Mit EU-Bürgern verheiratete Zuwanderer dürfen sich nach einem Urteil des Europäischen Gerichtshofes überall in der Europäischen Union niederlassen. Eine Ausnahme gilt, und diese sorgt für Irritationen.

Menschen aus Nicht-EU-Staaten profitieren von der Freizügigkeit der Gemeinschaft, wenn sie mit einem EU-Bürger verheiratet sind. Wollen sie allerdings im Land des EU-Bürgers leben, mit dem sie verheiratet sind, darf dieser Staat Bedingungen diktieren. Die Richter gaben damit am Freitag der Klage von vier Afrikanern gegen Irland statt. Die Asylbewerber sind mit Britinnen verheiratet, die in Irland leben. Irland hatte den Afrikanern das Aufenthaltsrecht verweigert, weil sie nicht zuvor rechtmäßig in einem anderen EU-Staat gelebt hatten. Die irische Argumentation, dass eine großzügige Auslegung der Freizügigkeitsregeln zu einem enormen Anstieg von Zuwanderern führen würde, ließ das Gericht aber nicht gelten, wie Reuters meldete.

Die EU-Richter erklärten damit auch Sprachprüfungen von Ehepartnern als Voraussetzung für die Einreise für rechtswidrig, wie sie Deutschland im neuen Zuwanderungsgesetz vorschreibt. Allerdings ist die Rechtslage dem Richterspruch zufolge so, dass man sich an den Kopf greifen möchte.

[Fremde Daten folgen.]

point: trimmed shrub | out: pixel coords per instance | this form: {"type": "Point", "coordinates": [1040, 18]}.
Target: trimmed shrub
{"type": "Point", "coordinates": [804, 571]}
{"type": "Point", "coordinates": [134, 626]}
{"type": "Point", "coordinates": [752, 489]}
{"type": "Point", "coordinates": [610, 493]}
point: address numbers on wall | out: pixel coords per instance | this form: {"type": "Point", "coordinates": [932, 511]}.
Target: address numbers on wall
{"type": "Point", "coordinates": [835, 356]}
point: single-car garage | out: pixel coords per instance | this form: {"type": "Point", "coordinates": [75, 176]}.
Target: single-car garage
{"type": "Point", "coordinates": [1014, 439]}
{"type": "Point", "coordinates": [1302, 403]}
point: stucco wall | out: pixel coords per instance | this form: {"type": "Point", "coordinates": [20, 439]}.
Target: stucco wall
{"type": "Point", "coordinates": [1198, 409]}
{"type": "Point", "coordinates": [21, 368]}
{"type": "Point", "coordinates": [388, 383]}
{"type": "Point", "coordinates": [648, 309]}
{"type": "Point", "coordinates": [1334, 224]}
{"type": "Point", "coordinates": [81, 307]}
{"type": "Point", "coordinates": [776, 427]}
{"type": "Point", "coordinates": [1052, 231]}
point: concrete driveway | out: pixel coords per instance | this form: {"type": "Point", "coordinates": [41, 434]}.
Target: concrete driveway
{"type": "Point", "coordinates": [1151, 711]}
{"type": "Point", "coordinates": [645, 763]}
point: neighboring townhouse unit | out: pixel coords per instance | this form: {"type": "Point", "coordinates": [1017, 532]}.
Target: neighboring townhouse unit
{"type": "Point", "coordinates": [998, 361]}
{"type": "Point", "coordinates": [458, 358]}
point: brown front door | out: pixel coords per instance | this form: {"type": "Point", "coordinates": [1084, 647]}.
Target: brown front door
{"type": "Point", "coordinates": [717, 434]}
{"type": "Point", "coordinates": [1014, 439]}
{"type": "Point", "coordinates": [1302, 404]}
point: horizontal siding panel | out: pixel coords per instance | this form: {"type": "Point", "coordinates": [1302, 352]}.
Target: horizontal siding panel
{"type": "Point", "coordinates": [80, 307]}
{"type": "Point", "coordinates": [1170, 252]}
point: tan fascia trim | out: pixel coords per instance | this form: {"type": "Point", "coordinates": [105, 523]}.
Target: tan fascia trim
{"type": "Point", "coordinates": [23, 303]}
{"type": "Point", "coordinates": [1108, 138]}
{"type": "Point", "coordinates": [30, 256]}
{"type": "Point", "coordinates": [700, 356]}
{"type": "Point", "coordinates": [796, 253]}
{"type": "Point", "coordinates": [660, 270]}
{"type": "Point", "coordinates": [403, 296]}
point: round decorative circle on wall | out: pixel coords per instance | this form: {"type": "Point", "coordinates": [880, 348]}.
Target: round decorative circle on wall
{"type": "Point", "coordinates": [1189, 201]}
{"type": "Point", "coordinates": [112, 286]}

Zieht nämlich eine Thailänderin zu ihrem schwedischen Ehepartner, der in Deutschland lebt, darf Deutschland ihr keine Sprachtests vor der Einreise abverlangen. Hier gilt die EU-Freizügigkeit. Zieht die Thailänderin hingegen zu einem deutschen Ehepartner nach Deutschland, darf Deutschland Bedingungen wie den Sprachtest diktieren. Denn diese Zuwanderung geschieht nicht auf Grundlage der europäischen Freizügigkeit, sondern auf Grundlage des Zuwanderungsgesetzes. Dieses aber ist von dem Richterspruch nicht betroffen. Zieht die deutsch-thailändische Familie nun allerdings nach Österreich, müsste das Alpenland sie ohne Sprachtest einreisen lassen.

Die Grünen fordern deshalb, die »Inländerdiskriminierung« beim Familiennachzug schnellstens abzustellen. Stattdessen brauche Deutschland ein breites Angebot an Sprachkursen im Land, erklärte ihr Migrationspolitiker Josef Winkler. Sevim Dagdelen, migrationspolitische Sprecherin der Linken im Bundestag, weist darauf hin, dass seit der Einführung von Sprachtests vor der Einreise die Zahl der nachziehenden Ehepartner ständig zurückgegangen ist. So hätten die deutschen Auslandsvertretungen in den 15 häufigsten Herkunftsstaaten im zweiten Quartal 23 Prozent weniger Visa für Ehegatten ausgestellt als im Vorjahreszeitraum.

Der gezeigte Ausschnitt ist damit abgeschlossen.